Así lo expresó la doctora Gemma Vilahur, del Centro de Investigación Cardiovascular (CSIC-ICCC) de Barcelona, durante un simposio que se celebró ayer en el marco del 31º Congreso Nacional de la Sociedad Española de Médicos de Atención Primaria y que tiene lugar en Zaragoza, según informa la página web acceso.com
El consumo abusivo de alcohol puede tener efectos nocivos sobre la salud. Sin embargo, según los expertos, “el riesgo de sufrir un infarto es entre un 40% y un 50% más bajo en aquellas personas que beben alcohol de forma moderada que en aquellas personas cuyo consumo es cero”. Según la doctora Gemma Vilahur, “el consumo moderado de cerveza incrementaría el colesterol cardiosaludable o HDL y ejercería efectos antiinflamatorios y antioxidantes notables”.
No todas las bebidas
Durante la jornada también se destacó que no todas las bebidas con contenido alcohólico parecen demostrar los mismos efectos. Aunque existen discrepancias, son varios los estudios que han señalado que las bebidas fermentadas de baja graduación (cerveza, vino, cava y sidra), ricas en polifenoles, tienen un mayor efecto protector que otros tipos de bebidas.

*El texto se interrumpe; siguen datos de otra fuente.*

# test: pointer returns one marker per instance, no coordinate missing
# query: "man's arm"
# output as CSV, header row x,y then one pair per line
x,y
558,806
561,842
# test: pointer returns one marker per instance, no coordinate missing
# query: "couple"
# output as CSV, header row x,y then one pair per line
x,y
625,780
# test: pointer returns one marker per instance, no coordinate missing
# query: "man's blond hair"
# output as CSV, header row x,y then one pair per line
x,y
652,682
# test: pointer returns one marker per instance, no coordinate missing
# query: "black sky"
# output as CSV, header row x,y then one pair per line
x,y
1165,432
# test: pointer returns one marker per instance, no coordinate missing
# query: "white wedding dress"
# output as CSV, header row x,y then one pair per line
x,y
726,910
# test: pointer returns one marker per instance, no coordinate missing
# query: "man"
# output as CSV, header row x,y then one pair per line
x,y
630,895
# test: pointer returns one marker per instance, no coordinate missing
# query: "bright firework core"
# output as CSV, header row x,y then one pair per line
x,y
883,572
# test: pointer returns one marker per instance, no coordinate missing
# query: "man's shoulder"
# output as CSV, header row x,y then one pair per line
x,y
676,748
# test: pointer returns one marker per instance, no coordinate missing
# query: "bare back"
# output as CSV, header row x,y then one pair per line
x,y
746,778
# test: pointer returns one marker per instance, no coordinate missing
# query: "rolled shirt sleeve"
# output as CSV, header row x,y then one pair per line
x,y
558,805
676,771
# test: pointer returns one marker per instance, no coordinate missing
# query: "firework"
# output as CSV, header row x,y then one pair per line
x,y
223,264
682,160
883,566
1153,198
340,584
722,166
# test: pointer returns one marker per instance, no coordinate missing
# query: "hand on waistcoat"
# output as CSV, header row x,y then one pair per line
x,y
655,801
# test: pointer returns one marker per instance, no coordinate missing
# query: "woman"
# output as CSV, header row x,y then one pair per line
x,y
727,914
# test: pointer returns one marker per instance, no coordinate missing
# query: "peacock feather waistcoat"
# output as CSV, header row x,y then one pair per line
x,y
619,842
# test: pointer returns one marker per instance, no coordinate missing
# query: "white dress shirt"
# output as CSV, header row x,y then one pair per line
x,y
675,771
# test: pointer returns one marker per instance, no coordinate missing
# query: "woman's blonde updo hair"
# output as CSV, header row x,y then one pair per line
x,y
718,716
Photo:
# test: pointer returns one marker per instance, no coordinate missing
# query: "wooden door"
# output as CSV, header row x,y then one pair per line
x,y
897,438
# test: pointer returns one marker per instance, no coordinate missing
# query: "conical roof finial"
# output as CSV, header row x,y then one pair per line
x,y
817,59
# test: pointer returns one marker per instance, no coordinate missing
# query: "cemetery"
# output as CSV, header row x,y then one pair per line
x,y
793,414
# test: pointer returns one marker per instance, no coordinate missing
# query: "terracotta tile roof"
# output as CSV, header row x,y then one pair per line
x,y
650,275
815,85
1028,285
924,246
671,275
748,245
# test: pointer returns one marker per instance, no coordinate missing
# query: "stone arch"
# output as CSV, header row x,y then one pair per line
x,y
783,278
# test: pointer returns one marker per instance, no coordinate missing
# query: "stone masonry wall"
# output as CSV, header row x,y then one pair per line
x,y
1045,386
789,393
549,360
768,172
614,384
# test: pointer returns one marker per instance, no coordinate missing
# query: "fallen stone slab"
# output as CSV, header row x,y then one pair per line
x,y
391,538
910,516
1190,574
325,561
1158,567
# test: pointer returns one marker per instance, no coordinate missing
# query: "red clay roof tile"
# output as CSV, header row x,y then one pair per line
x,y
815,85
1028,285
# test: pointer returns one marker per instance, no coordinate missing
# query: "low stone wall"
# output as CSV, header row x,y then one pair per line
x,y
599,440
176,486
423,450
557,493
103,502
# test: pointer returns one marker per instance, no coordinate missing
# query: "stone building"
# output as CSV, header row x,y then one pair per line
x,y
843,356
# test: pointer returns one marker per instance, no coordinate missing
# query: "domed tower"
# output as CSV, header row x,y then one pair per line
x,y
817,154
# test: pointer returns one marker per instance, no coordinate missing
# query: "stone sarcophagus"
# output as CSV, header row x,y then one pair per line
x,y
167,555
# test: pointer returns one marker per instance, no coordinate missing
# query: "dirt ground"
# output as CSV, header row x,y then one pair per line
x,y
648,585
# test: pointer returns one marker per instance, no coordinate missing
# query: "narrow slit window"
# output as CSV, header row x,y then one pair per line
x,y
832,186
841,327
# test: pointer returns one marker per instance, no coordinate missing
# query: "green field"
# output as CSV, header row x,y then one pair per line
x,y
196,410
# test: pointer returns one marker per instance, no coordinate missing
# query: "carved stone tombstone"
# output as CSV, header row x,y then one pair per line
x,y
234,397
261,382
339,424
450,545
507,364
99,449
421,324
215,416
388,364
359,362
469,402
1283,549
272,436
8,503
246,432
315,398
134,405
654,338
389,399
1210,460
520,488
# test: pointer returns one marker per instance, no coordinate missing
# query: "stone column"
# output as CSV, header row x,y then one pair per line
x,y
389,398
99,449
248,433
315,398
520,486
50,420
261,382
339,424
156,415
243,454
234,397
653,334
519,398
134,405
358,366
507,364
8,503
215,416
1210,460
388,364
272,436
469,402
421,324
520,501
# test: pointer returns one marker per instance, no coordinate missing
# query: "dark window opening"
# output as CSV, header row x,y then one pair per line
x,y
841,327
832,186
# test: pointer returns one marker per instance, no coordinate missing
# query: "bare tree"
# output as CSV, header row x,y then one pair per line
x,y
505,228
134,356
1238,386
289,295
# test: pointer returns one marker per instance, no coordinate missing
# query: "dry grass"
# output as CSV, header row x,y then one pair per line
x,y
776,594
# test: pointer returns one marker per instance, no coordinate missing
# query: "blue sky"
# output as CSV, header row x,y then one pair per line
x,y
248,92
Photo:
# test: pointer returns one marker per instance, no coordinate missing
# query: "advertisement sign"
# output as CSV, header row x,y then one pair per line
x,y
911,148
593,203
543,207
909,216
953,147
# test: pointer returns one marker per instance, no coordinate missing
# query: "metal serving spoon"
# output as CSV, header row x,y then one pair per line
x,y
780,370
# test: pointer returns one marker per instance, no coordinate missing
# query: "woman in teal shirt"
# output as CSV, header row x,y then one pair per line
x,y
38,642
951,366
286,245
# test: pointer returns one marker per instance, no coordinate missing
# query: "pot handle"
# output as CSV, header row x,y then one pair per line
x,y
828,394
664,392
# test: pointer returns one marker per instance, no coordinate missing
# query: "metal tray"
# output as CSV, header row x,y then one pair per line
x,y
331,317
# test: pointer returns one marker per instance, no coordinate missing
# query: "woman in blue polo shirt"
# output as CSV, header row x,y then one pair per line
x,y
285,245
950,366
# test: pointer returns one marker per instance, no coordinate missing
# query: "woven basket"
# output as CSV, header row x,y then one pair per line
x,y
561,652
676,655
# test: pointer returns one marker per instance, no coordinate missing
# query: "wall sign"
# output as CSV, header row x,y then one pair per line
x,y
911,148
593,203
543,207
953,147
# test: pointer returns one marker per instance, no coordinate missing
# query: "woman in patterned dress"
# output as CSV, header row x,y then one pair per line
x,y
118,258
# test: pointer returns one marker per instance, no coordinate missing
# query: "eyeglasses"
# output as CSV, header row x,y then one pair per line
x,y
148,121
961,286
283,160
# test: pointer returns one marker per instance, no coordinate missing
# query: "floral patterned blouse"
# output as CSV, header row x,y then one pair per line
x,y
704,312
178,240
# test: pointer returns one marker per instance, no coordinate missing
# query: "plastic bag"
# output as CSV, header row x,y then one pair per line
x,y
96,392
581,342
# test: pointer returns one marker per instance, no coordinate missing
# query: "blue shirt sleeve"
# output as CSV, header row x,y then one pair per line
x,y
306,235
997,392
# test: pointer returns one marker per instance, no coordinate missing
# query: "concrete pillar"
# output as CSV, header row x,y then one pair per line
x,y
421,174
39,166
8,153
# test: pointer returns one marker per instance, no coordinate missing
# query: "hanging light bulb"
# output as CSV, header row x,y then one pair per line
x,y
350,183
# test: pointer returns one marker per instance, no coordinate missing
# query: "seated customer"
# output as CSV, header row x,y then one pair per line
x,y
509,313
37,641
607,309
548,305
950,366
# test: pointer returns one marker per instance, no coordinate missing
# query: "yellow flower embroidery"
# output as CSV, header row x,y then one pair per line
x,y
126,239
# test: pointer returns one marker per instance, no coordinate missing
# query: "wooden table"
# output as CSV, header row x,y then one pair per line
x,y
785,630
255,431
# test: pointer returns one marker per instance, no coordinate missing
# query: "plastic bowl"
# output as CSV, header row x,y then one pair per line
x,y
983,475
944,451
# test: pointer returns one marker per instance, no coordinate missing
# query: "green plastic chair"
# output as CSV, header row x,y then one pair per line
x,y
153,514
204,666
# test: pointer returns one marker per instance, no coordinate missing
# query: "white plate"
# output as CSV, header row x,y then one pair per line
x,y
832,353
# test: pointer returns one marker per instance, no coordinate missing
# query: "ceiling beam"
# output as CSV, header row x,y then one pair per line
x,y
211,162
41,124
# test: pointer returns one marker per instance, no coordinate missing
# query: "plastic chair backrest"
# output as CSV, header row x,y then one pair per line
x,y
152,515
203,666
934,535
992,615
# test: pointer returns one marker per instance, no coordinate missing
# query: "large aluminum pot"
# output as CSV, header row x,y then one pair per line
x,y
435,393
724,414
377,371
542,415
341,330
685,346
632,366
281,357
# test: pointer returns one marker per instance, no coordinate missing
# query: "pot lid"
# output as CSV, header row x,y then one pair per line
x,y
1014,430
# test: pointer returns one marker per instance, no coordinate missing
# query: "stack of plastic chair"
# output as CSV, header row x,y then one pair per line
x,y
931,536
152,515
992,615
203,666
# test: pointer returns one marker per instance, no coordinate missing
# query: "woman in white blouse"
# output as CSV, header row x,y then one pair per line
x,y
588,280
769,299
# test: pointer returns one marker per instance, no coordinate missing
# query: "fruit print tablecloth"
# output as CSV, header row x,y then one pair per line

De hecho, algunos efectos observados como el aumento de la concentración sérica de HDL colesterol, la reducción del fibrinógeno y la disminución de la capacidad y velocidad de oxidación de las partículas del LDL colesterol, se atribuyen al etanol contenido en estas bebidas fermentadas. Además, otros efectos como la reducción de la concentración de las moléculas de adhesión linfocitarias y monocitarias que retrasan la aparición y desarrollo de la arteriosclerosis se deben al contenido no alcohólico de estas bebidas, principalmente a los polifenoles.